Today, our convenient lives are based on the abundant energy produced by various machines and fossil fuels. However, the exhaustion of fossil fuels is just around the corner, and the transition to renewable energy is taking place. Among them, photovoltaic(PV) power generation has improved costs from hundreds to thousands of times since 1970, compared with the underlying energy industry of all other resources. PV power generation emerges as a representative player for new and renewable energy, and its demand also tends to increase. However, in the existing PV modules, natural heat generated during the power generation process causes a rise in module temperature, which also lowers power generation efficiency. Research was conducted on photovoltaic/thermal(PV/T) collectors that use waste heat by using heat generated during power generation as heating and hot water while increasing power generation efficiency. The PV/T collector is divided into an air-type PV/T and a liquid-type PV/T collector depending on the type of heat fluid. Air-type PV/T collectors have a lower heat recovery rate than liquid-type collectors. Therefore, in this study, semicircular turbulence promoters were attached to the back of the PV cell to improve the heat recovery rate. Based on computational fluid dynamics, the heat-transfer performance and pressure drop were evaluated by changing the Reynolds number (Re) and semicircular turbulence promoter shape conditions. The turbulence promoter shape conditions include the relative height and relative pitch of the turbulence promoter.

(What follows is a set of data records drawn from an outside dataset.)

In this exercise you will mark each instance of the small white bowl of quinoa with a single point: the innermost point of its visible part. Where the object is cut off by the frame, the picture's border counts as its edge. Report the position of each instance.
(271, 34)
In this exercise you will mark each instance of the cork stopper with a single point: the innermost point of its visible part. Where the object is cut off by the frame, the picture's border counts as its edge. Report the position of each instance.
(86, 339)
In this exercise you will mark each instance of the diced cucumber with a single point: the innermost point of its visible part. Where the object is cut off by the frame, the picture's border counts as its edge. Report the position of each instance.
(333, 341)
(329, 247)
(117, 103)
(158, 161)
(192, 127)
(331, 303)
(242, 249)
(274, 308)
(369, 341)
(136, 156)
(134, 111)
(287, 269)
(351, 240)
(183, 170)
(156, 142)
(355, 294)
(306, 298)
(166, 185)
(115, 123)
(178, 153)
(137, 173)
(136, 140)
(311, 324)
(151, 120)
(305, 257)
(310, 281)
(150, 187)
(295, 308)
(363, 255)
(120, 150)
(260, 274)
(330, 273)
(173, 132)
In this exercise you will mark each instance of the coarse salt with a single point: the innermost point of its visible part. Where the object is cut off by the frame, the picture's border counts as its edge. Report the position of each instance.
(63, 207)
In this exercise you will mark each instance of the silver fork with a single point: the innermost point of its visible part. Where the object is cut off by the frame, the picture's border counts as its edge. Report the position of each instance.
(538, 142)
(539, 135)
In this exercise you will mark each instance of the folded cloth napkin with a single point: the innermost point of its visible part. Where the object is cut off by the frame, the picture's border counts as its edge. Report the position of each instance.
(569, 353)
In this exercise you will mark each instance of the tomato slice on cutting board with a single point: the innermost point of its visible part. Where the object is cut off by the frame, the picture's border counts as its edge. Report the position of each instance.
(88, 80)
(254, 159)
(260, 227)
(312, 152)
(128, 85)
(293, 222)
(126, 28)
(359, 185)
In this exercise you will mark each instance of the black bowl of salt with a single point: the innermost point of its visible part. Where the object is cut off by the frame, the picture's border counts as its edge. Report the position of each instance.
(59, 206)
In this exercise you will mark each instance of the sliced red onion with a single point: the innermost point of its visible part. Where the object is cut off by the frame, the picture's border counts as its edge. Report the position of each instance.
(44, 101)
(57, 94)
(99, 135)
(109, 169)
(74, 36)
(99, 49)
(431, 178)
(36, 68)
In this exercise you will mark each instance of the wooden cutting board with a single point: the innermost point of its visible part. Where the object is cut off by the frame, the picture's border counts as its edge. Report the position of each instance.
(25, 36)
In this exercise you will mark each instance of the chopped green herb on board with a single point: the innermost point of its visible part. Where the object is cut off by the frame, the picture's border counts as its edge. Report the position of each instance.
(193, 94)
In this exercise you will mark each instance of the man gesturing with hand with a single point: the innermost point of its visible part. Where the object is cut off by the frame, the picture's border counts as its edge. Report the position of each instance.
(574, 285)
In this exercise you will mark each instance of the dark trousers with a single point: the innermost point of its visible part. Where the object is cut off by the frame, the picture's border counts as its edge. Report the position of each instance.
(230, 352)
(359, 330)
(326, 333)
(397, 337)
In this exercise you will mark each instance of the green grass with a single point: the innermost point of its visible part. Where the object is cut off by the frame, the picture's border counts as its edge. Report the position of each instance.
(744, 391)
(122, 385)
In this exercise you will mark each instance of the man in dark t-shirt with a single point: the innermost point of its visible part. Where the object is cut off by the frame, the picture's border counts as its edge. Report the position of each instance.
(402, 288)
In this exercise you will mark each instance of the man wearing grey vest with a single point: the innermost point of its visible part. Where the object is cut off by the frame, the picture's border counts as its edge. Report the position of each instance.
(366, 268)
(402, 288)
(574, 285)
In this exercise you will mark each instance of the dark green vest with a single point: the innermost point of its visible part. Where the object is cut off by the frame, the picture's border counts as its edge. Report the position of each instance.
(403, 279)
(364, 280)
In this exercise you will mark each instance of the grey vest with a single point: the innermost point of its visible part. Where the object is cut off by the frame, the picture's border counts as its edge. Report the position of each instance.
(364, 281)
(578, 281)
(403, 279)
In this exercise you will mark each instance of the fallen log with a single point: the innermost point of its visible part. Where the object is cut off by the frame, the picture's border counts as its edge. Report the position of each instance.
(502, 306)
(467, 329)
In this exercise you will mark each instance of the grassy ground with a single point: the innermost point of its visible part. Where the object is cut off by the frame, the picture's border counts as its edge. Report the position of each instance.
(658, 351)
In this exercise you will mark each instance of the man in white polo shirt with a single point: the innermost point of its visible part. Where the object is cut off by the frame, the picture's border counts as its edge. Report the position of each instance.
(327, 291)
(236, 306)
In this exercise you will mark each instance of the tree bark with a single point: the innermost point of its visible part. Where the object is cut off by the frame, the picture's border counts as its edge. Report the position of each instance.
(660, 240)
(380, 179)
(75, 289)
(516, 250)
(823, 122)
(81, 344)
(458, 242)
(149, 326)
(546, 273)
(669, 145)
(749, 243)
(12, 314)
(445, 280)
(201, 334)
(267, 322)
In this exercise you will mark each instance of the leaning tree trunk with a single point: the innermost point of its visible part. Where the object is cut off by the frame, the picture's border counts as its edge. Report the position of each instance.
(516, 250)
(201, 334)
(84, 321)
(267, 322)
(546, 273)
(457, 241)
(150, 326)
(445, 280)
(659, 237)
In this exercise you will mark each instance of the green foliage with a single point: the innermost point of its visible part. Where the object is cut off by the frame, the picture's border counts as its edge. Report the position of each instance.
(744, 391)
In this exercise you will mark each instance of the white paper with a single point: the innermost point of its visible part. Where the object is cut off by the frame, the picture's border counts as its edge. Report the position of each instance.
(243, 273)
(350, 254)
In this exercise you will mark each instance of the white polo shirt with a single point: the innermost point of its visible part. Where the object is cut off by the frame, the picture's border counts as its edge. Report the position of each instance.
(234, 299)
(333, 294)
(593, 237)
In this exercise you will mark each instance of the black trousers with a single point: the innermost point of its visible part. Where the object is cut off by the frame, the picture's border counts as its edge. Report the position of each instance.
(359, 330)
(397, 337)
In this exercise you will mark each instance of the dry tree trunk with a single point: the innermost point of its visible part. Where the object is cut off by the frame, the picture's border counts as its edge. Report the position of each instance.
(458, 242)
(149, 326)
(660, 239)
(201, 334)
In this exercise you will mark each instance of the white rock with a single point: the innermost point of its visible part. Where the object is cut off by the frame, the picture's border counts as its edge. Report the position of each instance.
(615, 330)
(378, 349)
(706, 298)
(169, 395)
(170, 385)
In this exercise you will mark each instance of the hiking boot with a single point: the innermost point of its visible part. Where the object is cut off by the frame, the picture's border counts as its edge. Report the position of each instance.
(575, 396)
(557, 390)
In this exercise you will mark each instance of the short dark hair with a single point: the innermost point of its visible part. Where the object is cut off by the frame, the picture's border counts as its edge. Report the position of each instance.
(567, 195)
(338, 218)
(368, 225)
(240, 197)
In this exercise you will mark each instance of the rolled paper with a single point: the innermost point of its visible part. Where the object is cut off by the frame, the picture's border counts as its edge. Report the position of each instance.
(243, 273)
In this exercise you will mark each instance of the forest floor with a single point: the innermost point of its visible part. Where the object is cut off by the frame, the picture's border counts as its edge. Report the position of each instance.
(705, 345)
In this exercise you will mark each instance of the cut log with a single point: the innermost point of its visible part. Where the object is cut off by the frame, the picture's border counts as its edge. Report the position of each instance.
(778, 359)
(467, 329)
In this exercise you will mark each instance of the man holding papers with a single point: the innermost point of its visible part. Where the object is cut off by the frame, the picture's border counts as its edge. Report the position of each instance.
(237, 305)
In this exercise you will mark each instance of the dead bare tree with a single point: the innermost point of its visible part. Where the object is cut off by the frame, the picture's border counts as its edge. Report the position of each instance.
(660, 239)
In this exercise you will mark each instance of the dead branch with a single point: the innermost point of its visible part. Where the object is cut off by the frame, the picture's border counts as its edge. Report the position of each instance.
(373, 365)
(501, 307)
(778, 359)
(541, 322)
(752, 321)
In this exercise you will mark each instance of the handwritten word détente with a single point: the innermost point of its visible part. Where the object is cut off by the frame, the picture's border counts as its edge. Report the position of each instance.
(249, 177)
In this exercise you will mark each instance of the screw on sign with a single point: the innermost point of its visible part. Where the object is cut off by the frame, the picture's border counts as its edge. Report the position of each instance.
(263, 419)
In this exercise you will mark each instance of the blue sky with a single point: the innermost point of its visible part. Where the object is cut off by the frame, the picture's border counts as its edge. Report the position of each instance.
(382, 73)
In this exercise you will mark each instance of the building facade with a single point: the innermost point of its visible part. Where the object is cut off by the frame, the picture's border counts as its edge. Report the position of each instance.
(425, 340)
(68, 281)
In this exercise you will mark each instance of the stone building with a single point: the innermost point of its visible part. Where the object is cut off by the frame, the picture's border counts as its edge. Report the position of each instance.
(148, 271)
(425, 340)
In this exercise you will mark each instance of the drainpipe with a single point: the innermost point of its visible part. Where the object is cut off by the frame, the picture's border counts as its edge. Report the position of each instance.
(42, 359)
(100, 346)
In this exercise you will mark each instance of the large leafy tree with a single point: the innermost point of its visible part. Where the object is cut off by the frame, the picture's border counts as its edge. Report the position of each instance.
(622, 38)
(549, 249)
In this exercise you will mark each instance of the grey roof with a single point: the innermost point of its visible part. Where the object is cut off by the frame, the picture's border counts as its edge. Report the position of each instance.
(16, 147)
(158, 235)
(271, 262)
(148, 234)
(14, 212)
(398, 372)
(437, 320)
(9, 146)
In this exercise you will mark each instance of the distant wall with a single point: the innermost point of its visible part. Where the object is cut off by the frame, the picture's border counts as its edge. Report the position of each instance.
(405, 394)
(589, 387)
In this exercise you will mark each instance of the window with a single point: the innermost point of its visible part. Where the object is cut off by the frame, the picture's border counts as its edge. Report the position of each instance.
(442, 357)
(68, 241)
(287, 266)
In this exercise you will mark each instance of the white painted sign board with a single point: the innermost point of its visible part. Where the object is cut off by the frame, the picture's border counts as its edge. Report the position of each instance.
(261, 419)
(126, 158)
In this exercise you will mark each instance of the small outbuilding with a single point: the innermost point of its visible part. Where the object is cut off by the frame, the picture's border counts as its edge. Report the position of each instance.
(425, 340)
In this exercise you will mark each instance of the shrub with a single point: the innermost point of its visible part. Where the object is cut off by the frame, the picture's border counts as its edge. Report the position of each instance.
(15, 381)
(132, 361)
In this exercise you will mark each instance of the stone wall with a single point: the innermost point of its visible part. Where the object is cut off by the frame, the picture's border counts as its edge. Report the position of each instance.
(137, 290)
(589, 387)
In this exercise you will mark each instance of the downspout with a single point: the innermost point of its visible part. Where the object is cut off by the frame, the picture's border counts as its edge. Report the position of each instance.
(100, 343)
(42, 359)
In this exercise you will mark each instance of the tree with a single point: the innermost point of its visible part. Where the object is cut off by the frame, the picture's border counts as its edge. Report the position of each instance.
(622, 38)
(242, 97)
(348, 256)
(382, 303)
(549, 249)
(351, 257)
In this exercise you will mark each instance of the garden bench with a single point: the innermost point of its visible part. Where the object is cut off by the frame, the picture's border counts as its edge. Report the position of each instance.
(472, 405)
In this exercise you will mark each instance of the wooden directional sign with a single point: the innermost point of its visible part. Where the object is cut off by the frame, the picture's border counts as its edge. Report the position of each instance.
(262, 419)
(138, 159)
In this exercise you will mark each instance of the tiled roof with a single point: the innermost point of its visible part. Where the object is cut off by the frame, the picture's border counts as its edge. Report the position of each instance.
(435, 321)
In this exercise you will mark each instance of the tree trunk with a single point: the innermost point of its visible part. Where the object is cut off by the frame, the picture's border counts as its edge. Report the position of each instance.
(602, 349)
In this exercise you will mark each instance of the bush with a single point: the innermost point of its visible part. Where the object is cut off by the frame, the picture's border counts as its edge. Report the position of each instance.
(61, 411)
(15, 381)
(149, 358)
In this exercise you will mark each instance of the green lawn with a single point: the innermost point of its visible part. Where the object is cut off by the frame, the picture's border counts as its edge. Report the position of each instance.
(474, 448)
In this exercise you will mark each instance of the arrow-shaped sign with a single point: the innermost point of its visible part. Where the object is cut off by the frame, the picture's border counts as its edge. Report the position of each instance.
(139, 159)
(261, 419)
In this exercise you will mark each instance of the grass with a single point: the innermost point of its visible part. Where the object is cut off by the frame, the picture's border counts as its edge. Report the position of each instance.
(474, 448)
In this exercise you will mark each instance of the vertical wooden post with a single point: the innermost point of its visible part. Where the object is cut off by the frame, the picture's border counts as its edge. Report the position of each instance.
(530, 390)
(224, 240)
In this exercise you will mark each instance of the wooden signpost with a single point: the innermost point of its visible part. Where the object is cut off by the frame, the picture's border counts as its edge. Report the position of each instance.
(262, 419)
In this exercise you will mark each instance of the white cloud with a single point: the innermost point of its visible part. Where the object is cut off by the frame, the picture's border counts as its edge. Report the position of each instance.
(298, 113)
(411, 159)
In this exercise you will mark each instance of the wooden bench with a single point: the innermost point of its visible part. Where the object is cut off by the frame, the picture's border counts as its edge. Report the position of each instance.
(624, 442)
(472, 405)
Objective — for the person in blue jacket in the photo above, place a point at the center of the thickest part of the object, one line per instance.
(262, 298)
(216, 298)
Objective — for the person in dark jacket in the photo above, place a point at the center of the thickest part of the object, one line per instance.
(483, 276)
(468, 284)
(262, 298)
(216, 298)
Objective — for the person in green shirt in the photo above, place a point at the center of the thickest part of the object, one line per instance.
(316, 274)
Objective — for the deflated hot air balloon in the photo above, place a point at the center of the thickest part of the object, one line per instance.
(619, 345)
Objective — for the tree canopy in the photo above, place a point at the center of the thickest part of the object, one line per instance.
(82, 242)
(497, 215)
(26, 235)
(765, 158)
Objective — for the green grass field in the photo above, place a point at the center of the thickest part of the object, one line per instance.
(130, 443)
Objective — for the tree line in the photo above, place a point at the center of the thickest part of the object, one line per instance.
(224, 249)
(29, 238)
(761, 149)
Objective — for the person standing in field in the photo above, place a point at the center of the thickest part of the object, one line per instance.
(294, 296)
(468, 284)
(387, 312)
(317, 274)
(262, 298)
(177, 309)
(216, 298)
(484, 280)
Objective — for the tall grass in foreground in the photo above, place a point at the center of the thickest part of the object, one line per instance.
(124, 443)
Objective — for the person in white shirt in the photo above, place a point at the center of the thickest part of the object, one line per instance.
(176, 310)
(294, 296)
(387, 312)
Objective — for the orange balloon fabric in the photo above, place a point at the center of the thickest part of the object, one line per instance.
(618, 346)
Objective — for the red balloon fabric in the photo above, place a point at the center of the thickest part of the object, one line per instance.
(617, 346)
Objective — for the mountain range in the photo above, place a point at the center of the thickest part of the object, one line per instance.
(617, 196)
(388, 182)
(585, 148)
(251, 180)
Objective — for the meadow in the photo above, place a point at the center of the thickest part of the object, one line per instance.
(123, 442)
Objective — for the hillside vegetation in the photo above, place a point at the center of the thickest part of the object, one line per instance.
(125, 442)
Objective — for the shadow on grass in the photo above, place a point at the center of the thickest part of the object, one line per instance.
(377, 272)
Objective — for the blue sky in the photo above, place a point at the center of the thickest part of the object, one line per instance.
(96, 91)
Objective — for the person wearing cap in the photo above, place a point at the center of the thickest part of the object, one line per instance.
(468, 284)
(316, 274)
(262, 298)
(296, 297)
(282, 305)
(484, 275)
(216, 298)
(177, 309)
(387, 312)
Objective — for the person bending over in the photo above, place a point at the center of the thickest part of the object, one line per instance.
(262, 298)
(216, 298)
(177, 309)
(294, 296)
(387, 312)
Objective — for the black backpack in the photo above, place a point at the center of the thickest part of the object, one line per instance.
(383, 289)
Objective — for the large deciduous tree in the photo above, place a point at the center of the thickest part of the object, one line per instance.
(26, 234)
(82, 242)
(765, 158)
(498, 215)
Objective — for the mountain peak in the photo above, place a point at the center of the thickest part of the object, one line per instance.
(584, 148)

In addition, the increasing ratio, which means an increase in height of the turbulence promoter in the direction of flowing air, the length of the turbulence promoter, and the distance between the turbulence promoters were considered as design parameters. Consequently, the heat transfer performance increased with a decrease in relative height of turbulence promoter, while the pressure drop increased with an increase in relative height of turbulence promoter. Also, both the heat transfer performance and pressure drop show better performance as the increasing ratio of turbulence promoter decreased. The thermos-hydraulic performance parameter considering both the heat transfer performance and pressure drop presented the maximum value of 1.92 for the relative height of 0.02, increasing ratio of 1.